Creio que a expressão “jeitinho brasileiro” pode ter começado aí; o adjetivo é só a qualificação do local ou porque praticado na terra brasilis. Mas, façamos justiça, não há indícios de ter sido uma invenção nacional. É que, como o próprio Caminha intuíra sobre a nova terra “querendo aproveitar, dar-se-á nela tudo” inclusive o fisiologismo que esfervilha aqui, sobretudo no lamaçal de Brasília, e multiplica-se “como larvas no esterco”.

Neste mês, comemoramos o 187º aniversário da Independência. Que naquela época representava apenas um jeitinho para que Dom João VI pudesse voltar para Portugal e manter o poder (Dom Pedro I) sobre o Brasil. Já o jeito mesmo foi o caso da maioridade de Dom Pedro II - coroado aos 15 anos para que o pai pudesse ser rei em Portugal. Mas antes houve um jeitão dado pela constituição de 1824 que criou um Legislativo Bicameral (Câmara e Senado) a fim de ajeitar uma cadeira vitalícia aos coronéis (como o presidente do Conselho de Ética, por exemplo) que não tinham voto, mas dominavam a economia e a política nas províncias (estados). Fica instituído o Senado.
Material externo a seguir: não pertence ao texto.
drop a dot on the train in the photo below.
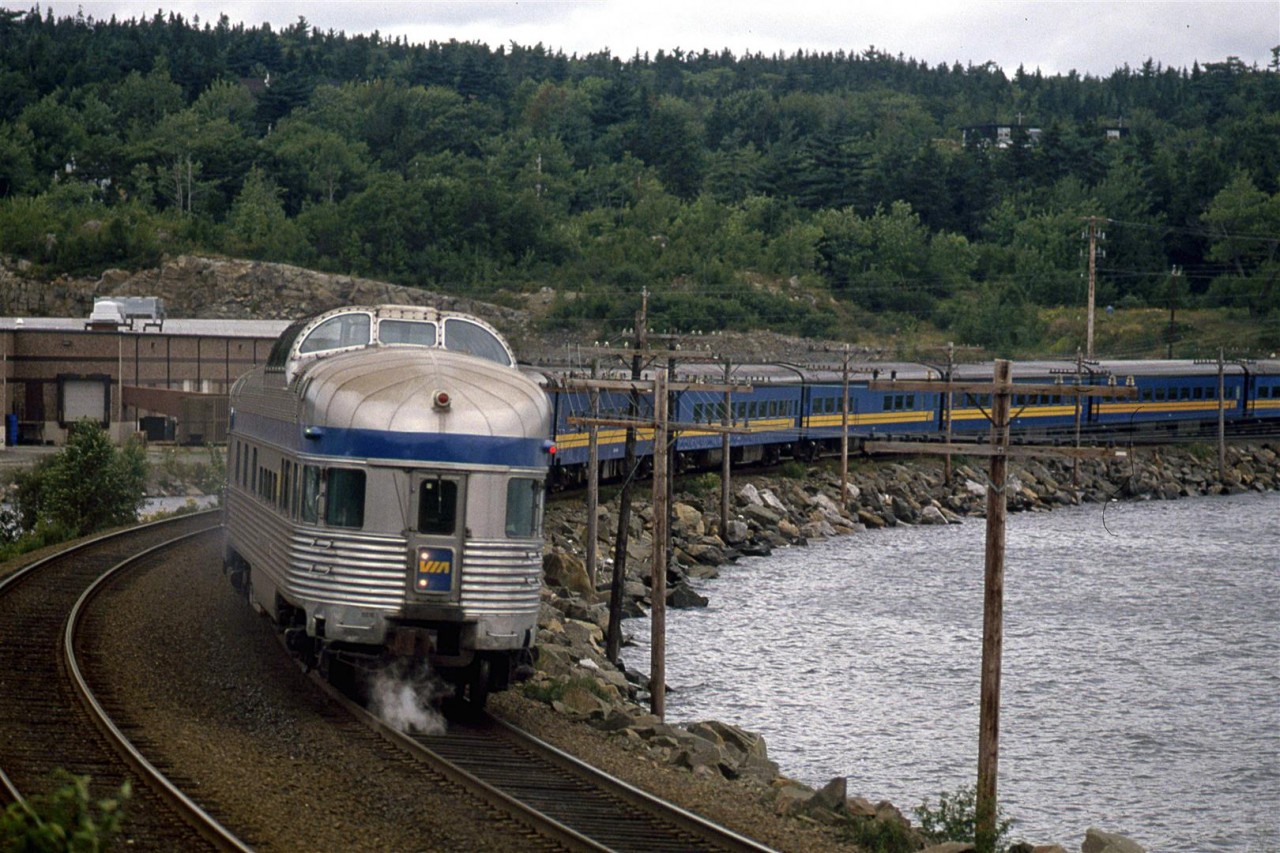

Ao longo de nossa história, o Senado foi descrito como uma casa onde os anciãos da nação criavam e revisavam as leis para melhorar a vida da gente. Fiquei fuçando, neste fim de semana, os princípios de criação e organização da casa. Descobri que alguns estudiosos do direito constitucional apregoam que a organização do Poder Legislativo não é cláusula pétrea (imutável). Portanto, podemos sim abrir o debate sobre a conveniência do sistema bicameral - pra ficar barato! -, pois a existência de um legislativo corruptível e corruptor como o nosso - Valha-nos, Deus! - é pra se discutir. Mas, sejamos um pouco mais pacientes e, com jeitinho, debatamos apenas a “Casa dos Horrores”, como foi chamado o senado brasileiro pela revista inglesa “The Economist”. Gente, são 81 senadores que precisam de 10 mil servidores para os paparicar! É um pouco demais, não é?! Nem há espaço aqui pra falar dos últimos escândalos de suas excelências, pois a lista estará sempre desatualizada. Aquilo é mesmo uma casa de criar e manter escândalos de mal uso do dinheiro arrecadado com os impostos que eu e você pagamos. Desgraçadamente, o calor destes trópicos favorece a gestação e proliferação não apenas da dengue e da gripe suína; mas, do fisiologismo, do clientelismo, do corporativismo, enfim, da corrupção generalizada tão visível no senado brasileiro, que se assemelha mais a uma casa de tolerância.

Neste 7 de setembro, não posso dar vivas à Independência. Continuamos colonos desde que nascemos (!) em 1500. A luta pela independência continua hoje por um Brasil livre da corrupção de seus agentes públicos; de mansões milionárias escondidas do Fisco; de estadias de apaniguados pagas com dinheiro público; das passagens aéreas distribuídas na base de favores eleitorais; das verbas indenizatórias que são um segundo salário; de horas-extras pagas no recesso; das benesses todas que têm os mandatários desse país, que são um acinte ao povo trabalhador... Ou locupletemo-nos todos com os favores da má política e, como Caminha, beijemos “as mãos de Vossa Alteza”.